Yes, yes, yes, please. And yeah, that's what I love about it is the generation that can happen. There's a place we can go with it, other than how we're going to perfect it. And I think the first step is just getting it on the page and then going back and having that editor come in and the craft come in and all the goodies come in. As long as we allow ourselves to get on the page, we can then go back and continue to move forward with that process. And I just think it's so healthy to do that. I've been working with these women in this workshop in the last few weeks. And the whole point of this workshop is for us to come together and support each other as community. It's not to do anything but that.

SPEAKER_00

Yeah, it sounds generative and nourishing.

SPEAKER_01

Yeah. Yeah, that's what I want for them. And so I want them to feel safe sharing and safe writing whatever their heart desires or whatever comes to them in that moment. And it's funny because I was just at get the let out with Pam Houston. Oh, wow. Yeah. And the writers in there are completely different caliber than me, where they were just coming up with full-on polished, novel-worthy words within a small amount of time.

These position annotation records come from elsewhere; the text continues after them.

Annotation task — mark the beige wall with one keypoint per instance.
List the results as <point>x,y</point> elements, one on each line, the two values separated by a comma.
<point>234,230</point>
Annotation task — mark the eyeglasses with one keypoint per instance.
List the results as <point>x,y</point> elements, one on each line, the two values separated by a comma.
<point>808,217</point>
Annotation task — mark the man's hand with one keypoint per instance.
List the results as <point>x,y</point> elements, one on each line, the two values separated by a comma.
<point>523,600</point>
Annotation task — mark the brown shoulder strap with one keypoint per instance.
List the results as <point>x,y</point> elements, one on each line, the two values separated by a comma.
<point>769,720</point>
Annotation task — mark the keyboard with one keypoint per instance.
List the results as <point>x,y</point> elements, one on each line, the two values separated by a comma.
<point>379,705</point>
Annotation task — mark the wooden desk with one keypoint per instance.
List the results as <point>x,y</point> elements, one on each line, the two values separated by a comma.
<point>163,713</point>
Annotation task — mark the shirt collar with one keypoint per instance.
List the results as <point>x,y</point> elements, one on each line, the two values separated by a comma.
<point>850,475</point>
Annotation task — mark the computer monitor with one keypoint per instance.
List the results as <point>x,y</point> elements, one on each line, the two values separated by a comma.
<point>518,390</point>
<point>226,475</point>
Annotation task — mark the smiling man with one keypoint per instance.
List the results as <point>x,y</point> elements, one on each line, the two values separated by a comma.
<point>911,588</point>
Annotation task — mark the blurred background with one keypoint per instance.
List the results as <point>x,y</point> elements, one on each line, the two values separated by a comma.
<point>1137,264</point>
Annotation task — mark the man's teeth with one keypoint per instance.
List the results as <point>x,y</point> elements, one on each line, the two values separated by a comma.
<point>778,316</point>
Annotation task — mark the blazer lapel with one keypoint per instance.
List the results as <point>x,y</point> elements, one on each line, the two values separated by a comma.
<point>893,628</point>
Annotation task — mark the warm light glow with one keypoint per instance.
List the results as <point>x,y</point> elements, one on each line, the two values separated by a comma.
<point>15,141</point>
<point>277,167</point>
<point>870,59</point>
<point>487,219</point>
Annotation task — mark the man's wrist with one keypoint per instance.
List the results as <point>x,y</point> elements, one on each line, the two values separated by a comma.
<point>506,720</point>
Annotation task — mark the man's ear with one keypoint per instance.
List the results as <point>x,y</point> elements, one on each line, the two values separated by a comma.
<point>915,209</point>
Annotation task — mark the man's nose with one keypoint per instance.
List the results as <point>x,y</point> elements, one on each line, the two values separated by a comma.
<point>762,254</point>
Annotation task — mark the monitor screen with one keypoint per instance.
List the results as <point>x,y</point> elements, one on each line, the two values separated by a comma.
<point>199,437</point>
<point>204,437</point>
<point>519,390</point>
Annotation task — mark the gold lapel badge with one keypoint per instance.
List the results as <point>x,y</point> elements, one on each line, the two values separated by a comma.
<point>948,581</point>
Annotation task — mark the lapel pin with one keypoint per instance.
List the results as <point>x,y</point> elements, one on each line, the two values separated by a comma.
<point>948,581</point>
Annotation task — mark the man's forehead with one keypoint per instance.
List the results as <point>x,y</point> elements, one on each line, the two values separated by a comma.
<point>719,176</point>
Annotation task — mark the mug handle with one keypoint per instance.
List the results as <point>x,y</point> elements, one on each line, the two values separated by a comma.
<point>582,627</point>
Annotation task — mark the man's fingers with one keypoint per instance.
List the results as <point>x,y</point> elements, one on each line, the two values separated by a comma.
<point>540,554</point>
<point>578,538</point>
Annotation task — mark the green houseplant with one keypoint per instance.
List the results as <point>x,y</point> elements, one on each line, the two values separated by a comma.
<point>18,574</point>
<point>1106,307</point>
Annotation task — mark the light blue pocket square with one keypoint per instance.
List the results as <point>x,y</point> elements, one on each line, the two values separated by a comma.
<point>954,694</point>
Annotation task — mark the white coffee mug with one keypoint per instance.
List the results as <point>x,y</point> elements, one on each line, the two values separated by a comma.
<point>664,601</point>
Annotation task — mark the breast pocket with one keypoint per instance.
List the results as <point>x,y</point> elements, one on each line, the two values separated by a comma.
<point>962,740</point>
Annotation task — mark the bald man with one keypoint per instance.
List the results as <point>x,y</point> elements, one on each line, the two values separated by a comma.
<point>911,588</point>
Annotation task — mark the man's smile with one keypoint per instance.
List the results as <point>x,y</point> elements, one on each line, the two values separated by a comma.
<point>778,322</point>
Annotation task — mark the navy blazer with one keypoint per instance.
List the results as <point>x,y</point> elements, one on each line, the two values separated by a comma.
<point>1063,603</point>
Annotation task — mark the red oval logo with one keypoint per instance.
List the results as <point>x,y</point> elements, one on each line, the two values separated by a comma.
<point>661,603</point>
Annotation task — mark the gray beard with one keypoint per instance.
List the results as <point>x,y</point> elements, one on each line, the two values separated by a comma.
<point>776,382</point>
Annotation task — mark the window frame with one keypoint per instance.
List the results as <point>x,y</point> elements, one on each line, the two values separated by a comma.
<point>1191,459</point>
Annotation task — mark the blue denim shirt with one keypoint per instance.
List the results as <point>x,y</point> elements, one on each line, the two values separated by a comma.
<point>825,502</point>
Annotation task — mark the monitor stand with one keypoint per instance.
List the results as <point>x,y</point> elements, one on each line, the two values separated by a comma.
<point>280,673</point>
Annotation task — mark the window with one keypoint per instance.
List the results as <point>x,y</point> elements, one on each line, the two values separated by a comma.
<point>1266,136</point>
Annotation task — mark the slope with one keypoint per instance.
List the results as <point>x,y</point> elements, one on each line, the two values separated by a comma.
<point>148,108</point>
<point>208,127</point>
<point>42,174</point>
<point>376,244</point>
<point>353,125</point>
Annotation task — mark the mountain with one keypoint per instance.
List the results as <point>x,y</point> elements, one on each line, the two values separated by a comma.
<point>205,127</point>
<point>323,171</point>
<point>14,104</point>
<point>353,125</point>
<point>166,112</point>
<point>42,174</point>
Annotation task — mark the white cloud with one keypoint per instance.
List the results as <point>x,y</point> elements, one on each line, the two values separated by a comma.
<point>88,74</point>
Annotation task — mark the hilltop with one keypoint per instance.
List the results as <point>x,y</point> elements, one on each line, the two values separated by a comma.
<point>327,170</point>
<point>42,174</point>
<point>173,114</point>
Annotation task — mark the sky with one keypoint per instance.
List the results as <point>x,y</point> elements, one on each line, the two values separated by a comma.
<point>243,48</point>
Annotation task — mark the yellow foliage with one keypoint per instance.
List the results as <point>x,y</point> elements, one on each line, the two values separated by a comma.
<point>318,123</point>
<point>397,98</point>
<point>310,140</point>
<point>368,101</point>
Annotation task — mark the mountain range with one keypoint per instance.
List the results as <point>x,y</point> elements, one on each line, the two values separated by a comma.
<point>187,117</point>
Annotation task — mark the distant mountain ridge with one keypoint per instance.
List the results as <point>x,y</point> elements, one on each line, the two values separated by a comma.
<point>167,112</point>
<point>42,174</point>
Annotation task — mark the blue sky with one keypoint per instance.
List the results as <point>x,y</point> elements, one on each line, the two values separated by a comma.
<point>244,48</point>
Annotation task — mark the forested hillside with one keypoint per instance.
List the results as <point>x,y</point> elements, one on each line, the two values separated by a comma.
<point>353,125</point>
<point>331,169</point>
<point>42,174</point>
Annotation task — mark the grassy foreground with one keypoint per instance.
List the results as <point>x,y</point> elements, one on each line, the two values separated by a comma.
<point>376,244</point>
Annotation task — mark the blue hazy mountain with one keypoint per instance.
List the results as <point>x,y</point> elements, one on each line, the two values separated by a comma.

And I was like, wow, that is really something. What a gift to be able to just create perfection on the page right away. But I ended up just listing. And it's great because I was still generating, but I wasn't trying to make something polished or perfect. I was just trying to allow myself to write.

SPEAKER_00

Yeah, totally. For all we know, folks were chewing on those concepts for a long time. And then there was that perfect spark in the workshop. But I know what you mean in that comparison mind. It's easy to go there and it's hard to walk away from. But I'm sure you're navigating that.

SPEAKER_01

Thank you. Yeah, just write anyway. Let's go. Let's write. Well, I really appreciate our conversation today and your book, Moonscape for a Child. Thank you so much, Ali, for joining me today on the Heartpath Podcast. It's great to hear your story about poetry and how you're living poetry now.

SPEAKER_00

Thank you so much, Ivon. Thank you for having me. Great conversation.